Personally I think this should be solved to a satisfactory degree by simply requiring anyone that wants to provide access to content that by law is age restricted to simply advertise this with headers similar to CORS that browsers must respect, such that the configuration of the browser blocks access to those not of age. It is then the responsibility of the parents to configure the devices of their children such that they cannot access age restricted content. It makes perfect sense to have a "child mode" for browsers and operating systems, where the person configuring the setup makes this determination without involving centrally approved systems. To the degree that such a solution would have workarounds I'm absolutely not convinced that the detriments of this is worth the additional costs on restricting the freedom of citizens.

> Now to tech details. Locking down network is impossible as long as decentralization is possible.

This is a plain incorrect view at scale. If the EU decides to either ban E2EE/require client-side scanning/require backdoors, then all major chat applications will have to adhere to this, and it will no longer be practical or possible to have an application like Signal installed on your phone.
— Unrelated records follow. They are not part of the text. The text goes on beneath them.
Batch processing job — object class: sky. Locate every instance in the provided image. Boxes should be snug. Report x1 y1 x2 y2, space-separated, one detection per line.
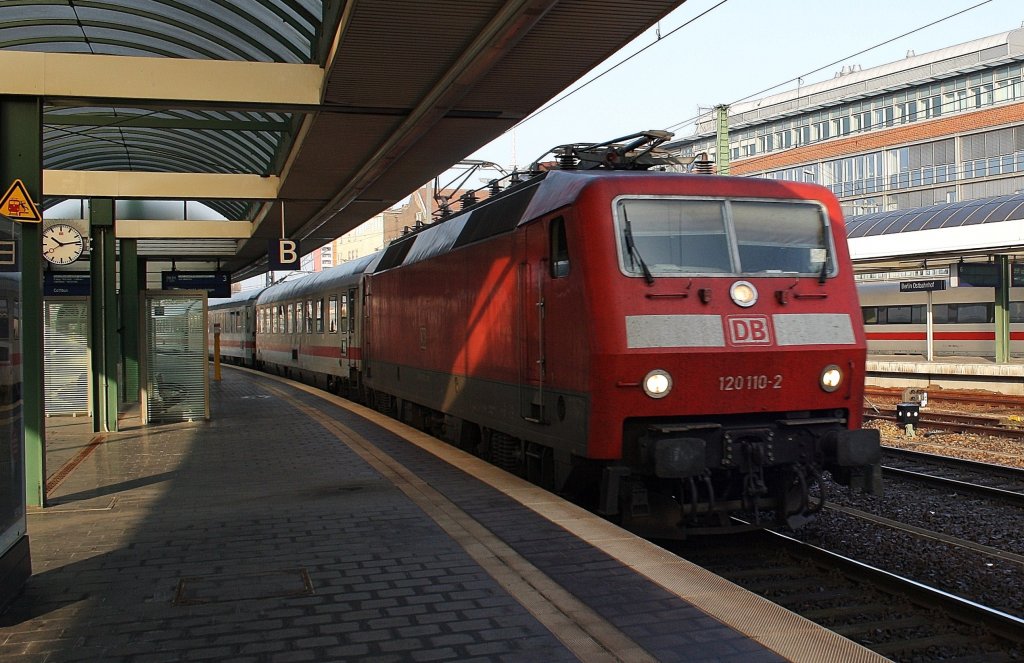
460 0 1024 174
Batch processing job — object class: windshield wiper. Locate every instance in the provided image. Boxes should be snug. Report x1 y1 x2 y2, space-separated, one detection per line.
623 205 654 286
818 236 830 284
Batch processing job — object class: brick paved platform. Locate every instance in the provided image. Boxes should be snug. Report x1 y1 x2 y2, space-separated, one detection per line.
0 370 878 663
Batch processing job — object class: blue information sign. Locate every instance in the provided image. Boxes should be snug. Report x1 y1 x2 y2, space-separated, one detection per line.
43 272 92 297
266 240 302 272
161 272 231 297
956 262 999 288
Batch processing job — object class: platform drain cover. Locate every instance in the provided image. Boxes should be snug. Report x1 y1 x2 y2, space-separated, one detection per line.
174 569 313 606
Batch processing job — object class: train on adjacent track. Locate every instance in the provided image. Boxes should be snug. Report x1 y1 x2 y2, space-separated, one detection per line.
211 132 881 537
857 281 1024 358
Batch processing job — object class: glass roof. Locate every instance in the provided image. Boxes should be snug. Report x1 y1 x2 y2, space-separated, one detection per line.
0 0 325 218
846 194 1024 239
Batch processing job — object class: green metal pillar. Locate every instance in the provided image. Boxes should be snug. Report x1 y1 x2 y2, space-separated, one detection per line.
995 255 1010 364
715 103 729 175
0 96 46 506
119 240 139 403
89 198 121 432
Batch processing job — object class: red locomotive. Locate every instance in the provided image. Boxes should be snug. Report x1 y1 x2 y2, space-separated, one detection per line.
239 132 881 536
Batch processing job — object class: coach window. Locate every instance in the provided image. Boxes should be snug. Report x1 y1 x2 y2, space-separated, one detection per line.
327 295 338 334
1010 301 1024 324
549 216 569 279
956 303 995 324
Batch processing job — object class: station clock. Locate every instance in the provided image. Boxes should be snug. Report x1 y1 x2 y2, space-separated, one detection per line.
43 223 85 264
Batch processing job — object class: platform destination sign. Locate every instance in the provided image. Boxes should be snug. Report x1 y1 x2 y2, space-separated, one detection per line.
43 272 92 297
899 279 946 292
956 262 999 288
161 272 231 297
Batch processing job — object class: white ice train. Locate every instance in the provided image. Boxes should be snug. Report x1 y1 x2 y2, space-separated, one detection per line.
857 281 1024 357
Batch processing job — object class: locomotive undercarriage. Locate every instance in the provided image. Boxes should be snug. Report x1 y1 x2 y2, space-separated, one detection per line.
356 377 881 539
598 411 881 538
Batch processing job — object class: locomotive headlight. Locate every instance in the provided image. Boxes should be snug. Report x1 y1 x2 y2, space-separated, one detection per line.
729 281 758 308
820 364 843 393
643 368 672 399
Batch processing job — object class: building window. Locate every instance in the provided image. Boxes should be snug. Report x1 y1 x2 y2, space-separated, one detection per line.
327 295 338 334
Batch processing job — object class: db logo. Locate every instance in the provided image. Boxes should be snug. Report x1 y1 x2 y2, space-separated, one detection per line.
726 316 771 345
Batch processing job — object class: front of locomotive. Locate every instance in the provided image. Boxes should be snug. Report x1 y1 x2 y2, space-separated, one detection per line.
581 173 881 536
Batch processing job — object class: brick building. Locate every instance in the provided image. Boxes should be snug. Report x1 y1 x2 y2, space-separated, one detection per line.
670 29 1024 216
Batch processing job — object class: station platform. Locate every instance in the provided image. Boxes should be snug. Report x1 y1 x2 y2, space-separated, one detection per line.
865 355 1024 396
0 370 885 663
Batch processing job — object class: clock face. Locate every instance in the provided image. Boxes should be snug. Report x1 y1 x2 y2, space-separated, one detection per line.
43 223 85 264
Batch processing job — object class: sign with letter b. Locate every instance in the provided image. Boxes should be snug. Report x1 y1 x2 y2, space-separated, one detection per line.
266 240 301 271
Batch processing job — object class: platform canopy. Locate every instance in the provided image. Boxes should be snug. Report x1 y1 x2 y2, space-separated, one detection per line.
0 0 684 280
846 194 1024 272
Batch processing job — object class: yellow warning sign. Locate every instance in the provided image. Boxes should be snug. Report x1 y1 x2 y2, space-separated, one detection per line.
0 179 43 223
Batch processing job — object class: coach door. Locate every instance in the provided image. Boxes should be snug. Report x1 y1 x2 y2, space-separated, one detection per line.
517 223 547 423
341 288 360 377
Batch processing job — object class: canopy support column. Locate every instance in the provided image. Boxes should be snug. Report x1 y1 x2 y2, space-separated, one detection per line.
995 255 1010 364
0 96 46 506
89 198 121 432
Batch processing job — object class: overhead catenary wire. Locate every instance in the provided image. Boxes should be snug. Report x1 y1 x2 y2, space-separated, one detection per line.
663 0 992 131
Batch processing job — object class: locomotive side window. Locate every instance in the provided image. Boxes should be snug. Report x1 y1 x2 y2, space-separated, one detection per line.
617 198 732 276
549 216 569 279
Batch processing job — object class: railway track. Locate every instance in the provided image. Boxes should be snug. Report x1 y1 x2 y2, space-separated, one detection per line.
864 406 1024 441
864 386 1024 412
882 447 1024 506
674 531 1024 661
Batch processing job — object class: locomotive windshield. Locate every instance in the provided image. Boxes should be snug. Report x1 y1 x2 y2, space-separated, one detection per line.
615 198 835 279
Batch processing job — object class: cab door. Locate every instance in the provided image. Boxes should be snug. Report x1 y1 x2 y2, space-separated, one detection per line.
517 222 548 423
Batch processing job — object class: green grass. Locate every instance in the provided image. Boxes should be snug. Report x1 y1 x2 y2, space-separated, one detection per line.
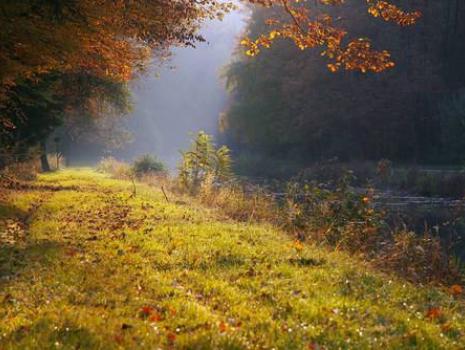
0 169 465 350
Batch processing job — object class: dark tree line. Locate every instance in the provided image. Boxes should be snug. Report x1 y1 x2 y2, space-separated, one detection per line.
222 0 465 168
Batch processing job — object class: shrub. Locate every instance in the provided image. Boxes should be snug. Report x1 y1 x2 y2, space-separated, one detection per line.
97 157 132 179
179 131 231 194
132 154 166 178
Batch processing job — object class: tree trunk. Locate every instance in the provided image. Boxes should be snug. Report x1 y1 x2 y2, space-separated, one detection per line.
40 141 50 172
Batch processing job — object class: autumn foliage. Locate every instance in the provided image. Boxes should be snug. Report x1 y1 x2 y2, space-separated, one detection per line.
241 0 421 73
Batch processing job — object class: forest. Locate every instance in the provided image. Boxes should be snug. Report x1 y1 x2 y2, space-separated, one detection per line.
0 0 465 350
This means that when being investigated by the police, or e.g. when traveling and being searched, you will be breaking the law by having such an application and will by default be a criminal. The magical part of digital fascism is exactly that it is very effectively enforceable at scale. If you require all computers to only run software that is approved by the government, and you outlaw software that allow unsurveilled communication, then digital fascism allows you to enforce this to a previously unseen degree, exactly because you can prevent any computer from being allowed to run it.

These are quantum differences - not differences of better vs worse. They are also differences of societal and technological lock-in - as once you give up the ability to communicate freely you may never get it back. Right now; Tor, VPNs, Signal, are all legal to use within the EU. However, if you make them illegal and you enforce computers, operating systems, and networks to disallow them, then it becomes far more difficult for anyone to work outside the allowed bounds, both due to technical difficulty as well as criminal liability. This is digital fascism.